Die Deutschen Wirtschaftsnachrichten werden morgen einen ausführlichen Gastkommentar zu dem anstehenden Treffen zwischen Biden und Putin veröffentlichen. Darin argumentiert der außenpolitische Analyst Melvyn Krauss, Biden werde den Schulterschluss mit Putin suchen, um eine amerikanisch-russisch-europäische Allianz gegen China zu schmieden. Denn die USA bräuchten Russland - sowie Europa - als Verbündete, um das Reich der Mitte einzudämmen - alleine seien sie dafür nicht mehr stark genug. Aber Russland bräuchte eben auch die USA.

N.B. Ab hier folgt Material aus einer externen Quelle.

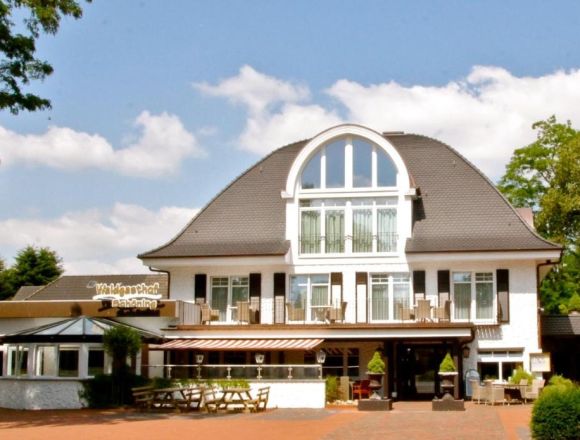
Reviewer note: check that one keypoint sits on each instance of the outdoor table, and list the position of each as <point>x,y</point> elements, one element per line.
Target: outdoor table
<point>169,397</point>
<point>236,398</point>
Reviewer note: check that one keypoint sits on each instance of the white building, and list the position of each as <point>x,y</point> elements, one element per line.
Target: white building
<point>350,242</point>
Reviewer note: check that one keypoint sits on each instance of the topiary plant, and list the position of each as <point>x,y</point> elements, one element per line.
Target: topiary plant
<point>376,364</point>
<point>447,365</point>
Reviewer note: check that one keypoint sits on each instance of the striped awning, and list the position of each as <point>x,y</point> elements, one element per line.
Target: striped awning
<point>238,344</point>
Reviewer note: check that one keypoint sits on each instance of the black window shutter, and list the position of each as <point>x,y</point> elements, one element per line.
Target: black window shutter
<point>503,295</point>
<point>200,286</point>
<point>419,282</point>
<point>255,285</point>
<point>443,284</point>
<point>279,297</point>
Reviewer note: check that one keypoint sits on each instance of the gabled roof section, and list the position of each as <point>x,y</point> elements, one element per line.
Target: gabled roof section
<point>247,218</point>
<point>25,292</point>
<point>459,208</point>
<point>83,287</point>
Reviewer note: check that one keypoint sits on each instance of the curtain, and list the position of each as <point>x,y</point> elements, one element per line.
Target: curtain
<point>334,231</point>
<point>462,300</point>
<point>387,230</point>
<point>362,230</point>
<point>484,301</point>
<point>310,232</point>
<point>380,302</point>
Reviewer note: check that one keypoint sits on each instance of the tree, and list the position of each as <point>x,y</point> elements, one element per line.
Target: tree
<point>18,64</point>
<point>545,176</point>
<point>32,267</point>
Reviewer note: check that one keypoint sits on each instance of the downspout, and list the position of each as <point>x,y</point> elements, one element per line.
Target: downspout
<point>538,283</point>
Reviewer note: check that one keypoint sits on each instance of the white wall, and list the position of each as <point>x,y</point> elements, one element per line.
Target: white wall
<point>40,394</point>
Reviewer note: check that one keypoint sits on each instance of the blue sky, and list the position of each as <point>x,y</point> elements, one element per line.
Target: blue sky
<point>158,105</point>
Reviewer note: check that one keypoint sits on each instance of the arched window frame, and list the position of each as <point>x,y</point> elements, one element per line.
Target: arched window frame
<point>395,195</point>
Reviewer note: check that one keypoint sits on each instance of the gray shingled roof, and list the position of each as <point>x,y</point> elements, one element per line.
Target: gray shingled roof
<point>24,292</point>
<point>82,287</point>
<point>459,209</point>
<point>561,325</point>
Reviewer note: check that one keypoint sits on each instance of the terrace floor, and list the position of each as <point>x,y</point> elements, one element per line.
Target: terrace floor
<point>408,421</point>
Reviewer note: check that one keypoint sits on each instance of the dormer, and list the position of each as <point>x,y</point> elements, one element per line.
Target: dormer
<point>348,195</point>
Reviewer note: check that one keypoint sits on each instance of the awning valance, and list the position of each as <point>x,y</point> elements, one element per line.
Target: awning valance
<point>238,344</point>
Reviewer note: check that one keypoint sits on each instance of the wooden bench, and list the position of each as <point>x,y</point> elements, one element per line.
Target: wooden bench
<point>143,397</point>
<point>260,403</point>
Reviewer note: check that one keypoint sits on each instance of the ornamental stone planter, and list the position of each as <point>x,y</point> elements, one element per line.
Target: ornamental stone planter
<point>447,402</point>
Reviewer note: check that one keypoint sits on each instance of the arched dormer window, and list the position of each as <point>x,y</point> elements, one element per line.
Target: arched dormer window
<point>349,184</point>
<point>349,163</point>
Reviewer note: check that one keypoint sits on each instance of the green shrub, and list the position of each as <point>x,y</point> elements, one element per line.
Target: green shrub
<point>376,364</point>
<point>447,365</point>
<point>521,374</point>
<point>556,413</point>
<point>331,388</point>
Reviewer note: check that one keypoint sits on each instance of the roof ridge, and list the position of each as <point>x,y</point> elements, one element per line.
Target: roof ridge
<point>490,183</point>
<point>208,204</point>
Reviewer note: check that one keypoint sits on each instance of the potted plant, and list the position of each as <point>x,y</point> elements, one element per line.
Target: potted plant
<point>447,371</point>
<point>375,372</point>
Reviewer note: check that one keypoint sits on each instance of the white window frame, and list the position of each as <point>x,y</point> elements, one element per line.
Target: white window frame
<point>230,307</point>
<point>473,297</point>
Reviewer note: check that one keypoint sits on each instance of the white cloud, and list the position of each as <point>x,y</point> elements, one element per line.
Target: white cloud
<point>484,115</point>
<point>97,241</point>
<point>163,143</point>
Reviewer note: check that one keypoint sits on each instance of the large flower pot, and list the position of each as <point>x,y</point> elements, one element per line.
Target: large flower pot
<point>375,384</point>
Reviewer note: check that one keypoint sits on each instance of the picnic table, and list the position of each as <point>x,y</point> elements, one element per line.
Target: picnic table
<point>236,398</point>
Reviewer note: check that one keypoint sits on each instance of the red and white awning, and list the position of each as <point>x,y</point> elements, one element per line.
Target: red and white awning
<point>238,344</point>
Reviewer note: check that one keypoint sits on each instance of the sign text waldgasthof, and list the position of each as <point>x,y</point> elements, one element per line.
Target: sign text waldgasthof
<point>136,296</point>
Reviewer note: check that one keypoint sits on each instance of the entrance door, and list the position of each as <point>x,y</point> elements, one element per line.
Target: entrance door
<point>417,367</point>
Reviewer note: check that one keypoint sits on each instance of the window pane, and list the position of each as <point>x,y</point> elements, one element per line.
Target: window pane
<point>96,361</point>
<point>310,232</point>
<point>46,361</point>
<point>483,300</point>
<point>298,290</point>
<point>311,173</point>
<point>462,300</point>
<point>386,171</point>
<point>362,164</point>
<point>380,302</point>
<point>362,230</point>
<point>334,231</point>
<point>68,362</point>
<point>386,230</point>
<point>335,165</point>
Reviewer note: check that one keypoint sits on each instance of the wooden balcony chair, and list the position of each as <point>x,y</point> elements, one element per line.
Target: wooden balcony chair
<point>208,314</point>
<point>243,309</point>
<point>443,313</point>
<point>423,310</point>
<point>295,314</point>
<point>361,388</point>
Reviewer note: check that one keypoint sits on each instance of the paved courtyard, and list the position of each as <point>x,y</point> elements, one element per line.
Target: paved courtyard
<point>408,421</point>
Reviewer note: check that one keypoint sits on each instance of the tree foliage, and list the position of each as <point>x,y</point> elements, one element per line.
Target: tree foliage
<point>32,267</point>
<point>545,176</point>
<point>18,62</point>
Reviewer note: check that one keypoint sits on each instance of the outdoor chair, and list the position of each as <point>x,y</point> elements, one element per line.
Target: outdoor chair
<point>361,388</point>
<point>143,397</point>
<point>533,391</point>
<point>260,403</point>
<point>443,313</point>
<point>243,308</point>
<point>478,392</point>
<point>208,314</point>
<point>423,310</point>
<point>295,314</point>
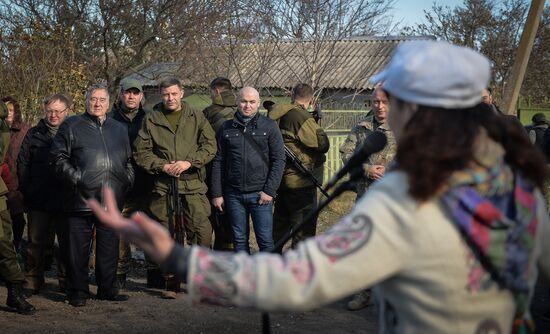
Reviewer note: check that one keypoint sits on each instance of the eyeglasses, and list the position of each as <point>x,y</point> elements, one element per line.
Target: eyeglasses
<point>55,112</point>
<point>101,100</point>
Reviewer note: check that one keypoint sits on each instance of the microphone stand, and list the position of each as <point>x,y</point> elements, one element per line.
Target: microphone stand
<point>350,184</point>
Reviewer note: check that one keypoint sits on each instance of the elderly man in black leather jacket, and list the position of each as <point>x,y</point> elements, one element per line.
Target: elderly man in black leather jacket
<point>89,151</point>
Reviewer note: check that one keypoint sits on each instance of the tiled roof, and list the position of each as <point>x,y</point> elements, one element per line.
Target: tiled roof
<point>342,64</point>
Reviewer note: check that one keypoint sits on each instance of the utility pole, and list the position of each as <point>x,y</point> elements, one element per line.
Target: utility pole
<point>513,84</point>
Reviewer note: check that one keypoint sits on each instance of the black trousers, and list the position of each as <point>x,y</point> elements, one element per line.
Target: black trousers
<point>80,240</point>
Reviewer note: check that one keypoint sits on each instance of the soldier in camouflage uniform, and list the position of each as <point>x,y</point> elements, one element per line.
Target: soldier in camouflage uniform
<point>378,162</point>
<point>10,271</point>
<point>376,165</point>
<point>297,195</point>
<point>223,108</point>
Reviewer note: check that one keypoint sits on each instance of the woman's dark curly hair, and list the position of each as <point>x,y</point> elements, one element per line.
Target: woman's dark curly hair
<point>436,142</point>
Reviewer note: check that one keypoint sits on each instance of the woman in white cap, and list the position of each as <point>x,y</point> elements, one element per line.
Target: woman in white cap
<point>451,239</point>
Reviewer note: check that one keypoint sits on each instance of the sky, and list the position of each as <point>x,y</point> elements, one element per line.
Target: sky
<point>411,11</point>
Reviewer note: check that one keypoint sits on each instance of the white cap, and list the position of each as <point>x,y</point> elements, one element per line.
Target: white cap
<point>436,74</point>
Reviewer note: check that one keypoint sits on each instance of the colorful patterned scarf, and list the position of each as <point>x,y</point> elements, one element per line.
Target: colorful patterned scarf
<point>496,215</point>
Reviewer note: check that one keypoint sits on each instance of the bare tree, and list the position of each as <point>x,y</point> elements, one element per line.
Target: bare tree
<point>493,28</point>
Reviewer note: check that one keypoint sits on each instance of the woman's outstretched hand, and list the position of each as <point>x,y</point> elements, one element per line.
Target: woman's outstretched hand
<point>139,229</point>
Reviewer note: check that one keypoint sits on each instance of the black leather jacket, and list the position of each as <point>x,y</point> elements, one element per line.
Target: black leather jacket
<point>143,181</point>
<point>87,155</point>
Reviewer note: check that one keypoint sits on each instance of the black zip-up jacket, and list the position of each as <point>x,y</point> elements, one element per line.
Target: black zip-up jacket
<point>143,181</point>
<point>87,155</point>
<point>239,165</point>
<point>37,182</point>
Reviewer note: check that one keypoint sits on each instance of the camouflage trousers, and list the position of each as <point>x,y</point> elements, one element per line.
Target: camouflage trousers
<point>293,206</point>
<point>10,271</point>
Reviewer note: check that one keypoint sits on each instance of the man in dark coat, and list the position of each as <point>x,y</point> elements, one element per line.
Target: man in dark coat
<point>89,151</point>
<point>42,195</point>
<point>247,171</point>
<point>129,111</point>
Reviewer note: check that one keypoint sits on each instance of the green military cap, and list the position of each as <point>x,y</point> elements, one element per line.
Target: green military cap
<point>129,83</point>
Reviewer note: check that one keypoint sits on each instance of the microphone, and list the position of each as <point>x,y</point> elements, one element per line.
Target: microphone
<point>374,142</point>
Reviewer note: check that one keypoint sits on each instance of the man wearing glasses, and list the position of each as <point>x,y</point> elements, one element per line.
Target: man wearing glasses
<point>42,196</point>
<point>88,152</point>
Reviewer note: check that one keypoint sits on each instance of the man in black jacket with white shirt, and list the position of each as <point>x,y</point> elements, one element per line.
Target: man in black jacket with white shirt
<point>88,152</point>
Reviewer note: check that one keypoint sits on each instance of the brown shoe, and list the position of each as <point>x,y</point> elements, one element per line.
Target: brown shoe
<point>166,294</point>
<point>359,301</point>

Genauso sehe ich das auch. Aus Sicht der Amerikaner ist Russland zwar ein Stachel im Fleische, der schmerzt, der aber nicht in der Lage ist, ihnen oder ihren Verbündeten ernsthaften Schaden zuzufügen. Russland ist in Bezug auf seine Wirtschaftsleistung ein Schwellenland (mit einem pro-Kopf-Einkommen von 11.600 Dollar steht das Riesenreich international auf Rang 65, was kaufkraftbereinigt 28.000 Dollar und Rang 58 entspricht - Zahlen von 2019). In abgeschwächter Weise gilt immer noch, was der damalige Bundeskanzler Helmut Schmidt vor über 40 Jahren sagte, nämlich, dass Russland ein Dritte-Welt-Land plus Atombombe ist. Ein nuklearer Schlagabtausch ist jedoch völlig unvorstellbar; und die Tatsache, dass Russland über große Öl- und Gasvorkommen verfügt, ist nur bedingt ein geopolitisches Asset, weil der Westen seinen Bedarf auch anderswo decken kann.

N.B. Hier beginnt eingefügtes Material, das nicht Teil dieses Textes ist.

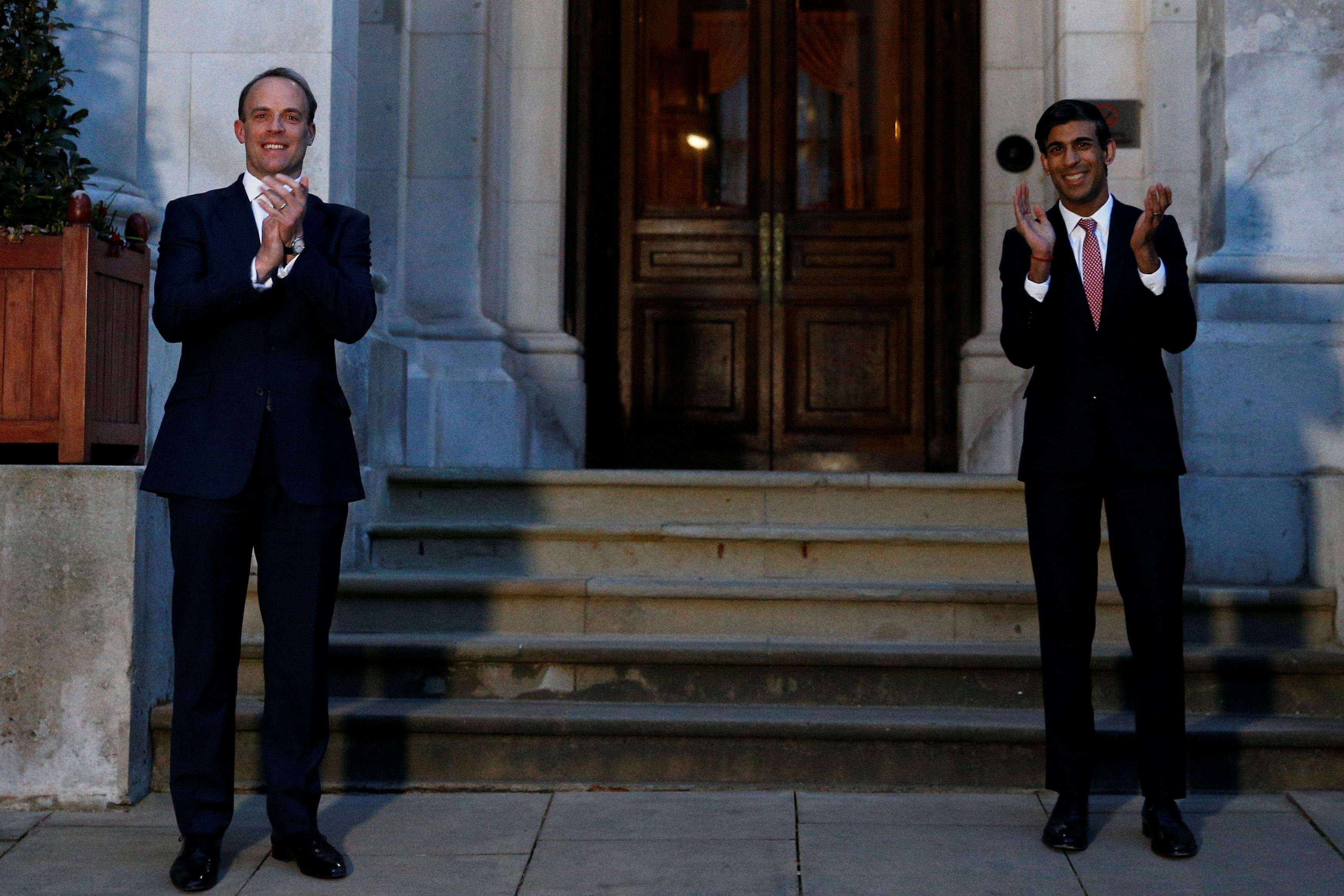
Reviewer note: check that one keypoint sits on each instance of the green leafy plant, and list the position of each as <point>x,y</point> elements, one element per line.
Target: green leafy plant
<point>39,163</point>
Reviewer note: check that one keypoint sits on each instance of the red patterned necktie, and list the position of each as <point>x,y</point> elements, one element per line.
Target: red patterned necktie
<point>1095,277</point>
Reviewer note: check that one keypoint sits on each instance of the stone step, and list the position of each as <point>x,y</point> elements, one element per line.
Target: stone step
<point>849,500</point>
<point>401,745</point>
<point>720,551</point>
<point>795,671</point>
<point>791,608</point>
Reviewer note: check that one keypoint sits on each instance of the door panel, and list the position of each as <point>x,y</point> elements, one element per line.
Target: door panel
<point>850,308</point>
<point>772,244</point>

Putin weiß das und steht einem amerikanischen Angebot, eine gemeinsame Allianz gegen China zu schmieden, deshalb wohlwollend gegenüber. Die gestrige aggressive Rhetorik war lediglich Großspurigkeit, mit der er zum einen seine Position vor dem Gipfel stärken und zum anderen seinen Landsleuten demonstrieren wollte, dass er sich von Biden nicht unterbuttern lassen werde. Bezeichnend ist ja auch, dass Putin überhaupt bereit war, sich von einem US-Sender interviewen zu lassen. Fest steht, dass er sich der Gefahr, die von China ausgeht, bewusst ist: Der Süden Russlands befindet sich bereits jetzt unter starkem chinesischem Druck, was zur Folge hat, dass Russland immer größere Teile seiner Streitkräfte dorthin verlegt. Unter anderem sieht Putin ein, dass es ein Fehler war, vor ein paar Jahren riesige Landflächen an China zu verpachten, die von chinesischen Bauern bestellt werden. Wer glaubt, dass die Russland jemals wieder verlassen, macht sich etwas vor. Wenn Russland nicht ganz genau aufpasst, ist der Pachtvertrag der Beginn vom Ende seiner territorialen Souveränität.
Putin weiß genau, was er am Westen hat - gerade auch an Biden: Dieser wird Putin die Hand reichen, und das anschließende Gespräch wird auf Augenhöhe stattfinden - so, wie es sich für die Präsidenten zweier großer Mächte gehört. Der mächtigste Mann der Welt, Xi Jingping, würde Putin zwar zunächst mit einem Lächeln entgegentreten. Doch dieses Lächeln würde sich in ein Zähnefletschen verwandeln, und am Ende würde der stolze Russe seinem Gegenüber nicht mehr in die Augen sehen dürfen - nein, er müsste zu Boden blicken, Xis Befehle empfangen und sich schließlich mit einem tiefen Diener verabschieden.
Es gibt ein Prinzip, das auch und besonders in der internationalen Politik gilt: Der gemeinsame Feind schweißt zusammen!